Ring of Fire stalled

The Ring of Fire mineral deposit was the most exciting mining project to hit Northern Ontario – but became a story of unfulfilled promise.

The deposit of chromite, nickel, gold and other minerals was supposed to create jobs as well as billions of dollars in revenue. But a lack of infrastructure, regulatory delays, bickering among junior miners as well as weak commodity prices have brought development to a near-halt.

One of the companies trying to build a chromite mine, U.S.-based Cliffs Natural Resources Inc., stopped work on its project due to delays and stalled talks with the government.

Heads continued to roll

Rio Tinto PLC’s chief executive Tom Albanese left abruptly as the Anglo-Australian company recorded a staggering $14-billion (U.S.) writedown, most of which was related to its $38-billion acquisition of Canada’s Alcan Inc. in 2007.

BHP Billiton Ltd. CEO Marius Kloppers stepped down after facing criticism for asset writedowns and failed acquisitions (including a bid for Potash Corp. in 2010 that was rejected by Ottawa). The day his resignation was announced, the major Australian-based miner reported a sharp drop in profit.

In Canada, Detour Gold Corp. CEO Gerald Panneton resigned suddenly as the stock slumped amid concerns about the company’s cash flow.

Uranium may get a break in 2014

Japan is expected to restart some of the nuclear reactors it shut down after a 2011 earthquake and tsunami devastated its Fukushima nuclear plant.

As well, the U.S.-Russian Highly Enriched Uranium agreement, which allows Russia to recycle uranium from Soviet-era nuclear warheads, will expire at the end of the year. That is expected to cut about 24 million pounds of uranium from Western markets.

The cut in supply combined with increased demand for nuclear fuel should help boost uranium prices, which are down 40 per cent to about $34.40 a pound since the 2011 nuclear accident in Japan.

Canada’s Cameco Corp., one of the world’s largest uranium producers, stands to benefit.

Industry struggled

It wasn’t just a hard year for senior mining producers. Explorers, mining bankers and lawyers also felt the pain.

Aside from Barrick’s $3-billion stock offering, junior mining companies were starved for cash and there were few mergers or acquisitions.
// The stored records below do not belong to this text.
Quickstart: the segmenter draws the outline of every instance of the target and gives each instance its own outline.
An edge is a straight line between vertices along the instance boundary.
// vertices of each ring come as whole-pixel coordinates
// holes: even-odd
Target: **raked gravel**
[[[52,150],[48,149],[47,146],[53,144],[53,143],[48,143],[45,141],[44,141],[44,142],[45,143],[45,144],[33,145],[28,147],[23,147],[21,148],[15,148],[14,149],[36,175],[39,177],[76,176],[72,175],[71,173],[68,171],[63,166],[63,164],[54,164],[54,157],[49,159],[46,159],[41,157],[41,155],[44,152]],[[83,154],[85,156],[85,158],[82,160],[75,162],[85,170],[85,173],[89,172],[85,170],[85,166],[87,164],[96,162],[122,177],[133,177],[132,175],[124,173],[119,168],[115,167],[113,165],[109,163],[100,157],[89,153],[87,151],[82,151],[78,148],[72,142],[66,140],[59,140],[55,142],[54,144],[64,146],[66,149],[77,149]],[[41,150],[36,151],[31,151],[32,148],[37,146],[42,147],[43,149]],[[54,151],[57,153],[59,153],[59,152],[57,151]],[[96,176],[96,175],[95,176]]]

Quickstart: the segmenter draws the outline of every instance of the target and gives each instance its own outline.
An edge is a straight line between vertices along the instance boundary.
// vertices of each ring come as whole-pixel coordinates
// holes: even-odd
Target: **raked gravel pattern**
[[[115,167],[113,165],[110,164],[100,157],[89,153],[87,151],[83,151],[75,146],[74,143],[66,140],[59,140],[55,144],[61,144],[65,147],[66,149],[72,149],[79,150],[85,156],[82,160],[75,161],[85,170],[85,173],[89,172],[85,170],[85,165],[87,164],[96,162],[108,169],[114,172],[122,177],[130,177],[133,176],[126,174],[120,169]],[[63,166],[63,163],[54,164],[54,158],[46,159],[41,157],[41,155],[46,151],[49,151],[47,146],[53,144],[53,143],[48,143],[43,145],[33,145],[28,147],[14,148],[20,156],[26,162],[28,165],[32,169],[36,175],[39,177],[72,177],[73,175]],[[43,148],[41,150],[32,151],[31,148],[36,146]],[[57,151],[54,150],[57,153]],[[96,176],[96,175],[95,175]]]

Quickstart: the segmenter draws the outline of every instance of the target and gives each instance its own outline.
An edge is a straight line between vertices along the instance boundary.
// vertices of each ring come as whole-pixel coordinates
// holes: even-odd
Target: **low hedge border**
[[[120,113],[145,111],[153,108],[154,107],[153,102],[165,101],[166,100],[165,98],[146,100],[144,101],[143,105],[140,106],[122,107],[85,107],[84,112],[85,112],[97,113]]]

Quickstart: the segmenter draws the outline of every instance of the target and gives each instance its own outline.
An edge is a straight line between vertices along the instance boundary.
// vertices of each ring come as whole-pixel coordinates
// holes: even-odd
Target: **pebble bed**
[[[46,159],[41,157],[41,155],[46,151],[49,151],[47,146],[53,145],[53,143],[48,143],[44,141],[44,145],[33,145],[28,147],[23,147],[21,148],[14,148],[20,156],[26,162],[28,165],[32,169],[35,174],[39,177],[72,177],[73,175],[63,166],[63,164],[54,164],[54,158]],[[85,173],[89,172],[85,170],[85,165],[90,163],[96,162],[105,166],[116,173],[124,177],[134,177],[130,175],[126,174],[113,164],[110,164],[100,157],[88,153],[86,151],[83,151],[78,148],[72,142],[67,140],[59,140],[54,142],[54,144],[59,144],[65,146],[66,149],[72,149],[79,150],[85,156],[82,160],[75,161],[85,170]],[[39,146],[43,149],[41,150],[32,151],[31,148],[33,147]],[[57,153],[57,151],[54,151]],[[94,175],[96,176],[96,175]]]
The biggest mining transaction of the year in Canada was JSC Atomredmetzoloto and an affiliate’s $1.35-billion deal to privatize Canada’s Uranium One Inc. The second-largest deal was Sherritt International Corp.’s $946-million (Canadian) sale of its thermal coal business.

Canadian mining companies cleaned house

Barrick nominated four new independent directors after shareholders criticized the existing board for being too close to Mr. Munk.

Then Robert Franklin and Donald Carty, two independent directors charged with listening to shareholders’ concerns and recruiting new directors, resigned abruptly on Dec. 17, less than two weeks after the first wave of boardroom changes was announced.

Kinross also appointed new directors.